Ashampoo, which also makes multimedia programs and security software, warned customers Wednesday that it had been hacked and that customers could now be sent infected emails that give criminals a way into their computers.

"We assume that the attackers were able to purloin data of customers," the company said in an e-mail message sent to customers. Billing information such as credit card numbers was not stolen, the company said, because that data is stored on another server, operated by a contractor.
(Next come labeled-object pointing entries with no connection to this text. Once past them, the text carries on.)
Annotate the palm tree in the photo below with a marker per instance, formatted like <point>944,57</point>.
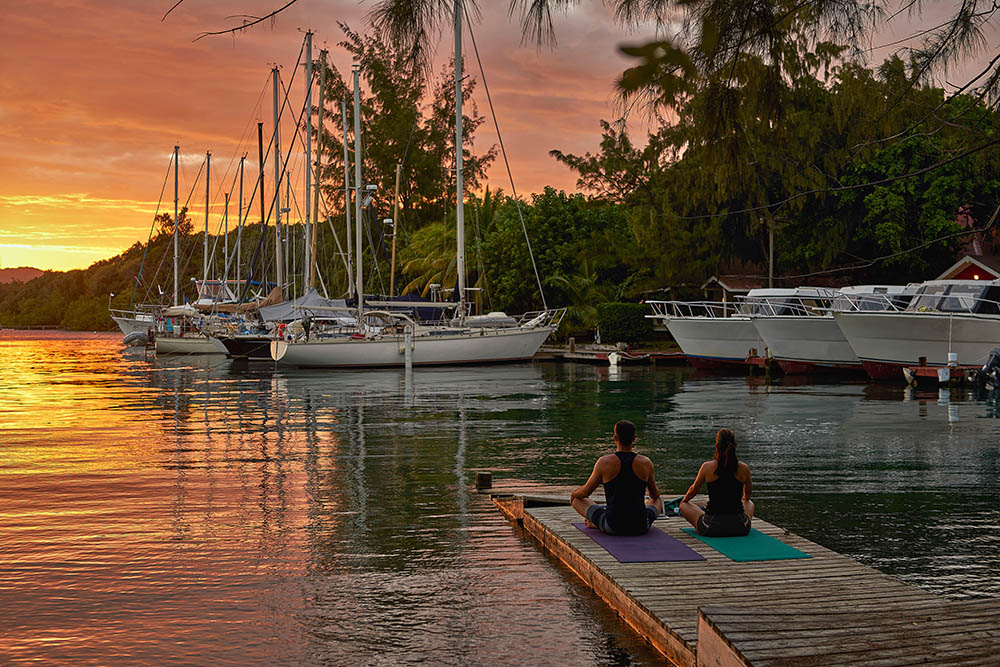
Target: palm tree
<point>584,294</point>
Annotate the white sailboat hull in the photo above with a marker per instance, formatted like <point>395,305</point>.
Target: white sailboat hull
<point>888,342</point>
<point>803,344</point>
<point>197,344</point>
<point>138,323</point>
<point>476,347</point>
<point>713,341</point>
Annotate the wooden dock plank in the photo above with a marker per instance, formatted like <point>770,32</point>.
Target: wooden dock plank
<point>828,609</point>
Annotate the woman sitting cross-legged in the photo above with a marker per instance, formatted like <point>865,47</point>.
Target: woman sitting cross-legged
<point>729,508</point>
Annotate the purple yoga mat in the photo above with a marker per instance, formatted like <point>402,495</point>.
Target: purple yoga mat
<point>653,547</point>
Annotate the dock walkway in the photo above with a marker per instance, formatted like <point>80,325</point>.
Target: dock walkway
<point>828,609</point>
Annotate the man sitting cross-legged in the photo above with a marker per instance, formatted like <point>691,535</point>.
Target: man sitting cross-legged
<point>626,475</point>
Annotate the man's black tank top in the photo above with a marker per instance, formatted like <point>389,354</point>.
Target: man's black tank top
<point>626,497</point>
<point>725,495</point>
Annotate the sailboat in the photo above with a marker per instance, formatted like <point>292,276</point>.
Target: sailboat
<point>386,338</point>
<point>179,328</point>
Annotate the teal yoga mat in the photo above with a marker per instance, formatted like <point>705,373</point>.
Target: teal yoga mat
<point>755,546</point>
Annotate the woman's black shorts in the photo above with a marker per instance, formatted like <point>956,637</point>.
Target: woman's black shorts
<point>723,525</point>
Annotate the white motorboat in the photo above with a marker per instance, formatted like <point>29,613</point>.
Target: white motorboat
<point>716,334</point>
<point>959,317</point>
<point>801,335</point>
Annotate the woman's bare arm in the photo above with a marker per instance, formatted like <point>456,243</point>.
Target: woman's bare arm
<point>696,485</point>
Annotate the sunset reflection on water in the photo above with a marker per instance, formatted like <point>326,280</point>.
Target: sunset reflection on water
<point>185,511</point>
<point>190,510</point>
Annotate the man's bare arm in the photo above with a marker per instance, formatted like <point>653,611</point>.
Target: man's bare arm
<point>590,485</point>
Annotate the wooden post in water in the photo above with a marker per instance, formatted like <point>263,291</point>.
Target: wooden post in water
<point>395,229</point>
<point>484,480</point>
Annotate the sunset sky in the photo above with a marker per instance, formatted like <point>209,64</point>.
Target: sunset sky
<point>94,94</point>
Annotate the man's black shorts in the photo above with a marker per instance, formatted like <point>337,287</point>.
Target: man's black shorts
<point>723,525</point>
<point>598,515</point>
The company has nearly 14 million customers, but it's not immediately clear how many have had their names and e-mail addresses stolen.

On a Web page devoted to the incident, Ashampoo warned customers that the hackers may try to say them bogus online order confirmations laced with malicious attachments. "If you for example receive a confirmation of an order from PurelyGadgets or another company without having made an appropriate purchase there, please do not open the attachment and delete the e-mail immediately," Ashampoo wrote.

PurelyGadgets is a U.K.-based online retailer that said recently that scammers had been sending out fake orders, pretending that they were from the company.

It's not clear whether those e-mails were sent by the Ashampoo hackers, but that seems to be the implication. Neither Ashampoo nor PurelyGadgets could be reached immediately for comment.

Ashampoo provided two samples of the maliciously encoded Adobe PDF files that the hackers are sending. Those samples don't actually mean much, however, since the bad guys typically change their malicious files on a daily basis to evade antivirus software detection.

The type of PDF-file attack described by Ashampoo has been popular since 2007 and it is still effective, said Patrick Peterson, a Cisco security researcher. "The PDF method is tough for antivirus to detect," he said in an e-mail interview. "We will see many breaches like this for the next 12 to 18 months."

The Ashampoo breach does not appear to be connected to the recent compromise at Internet marketer Epsilon, where names and e-mail addresses were also stolen, said Neil Schwartzman, executive director of the Coalition Against Unsolicited Commercial Email.

Still, it's bad news for Ashampoo, a company that sells security software. "They got their list stolen and somebody's spamming it with some sort of malware; that's the long and short of it," Schwartzman said.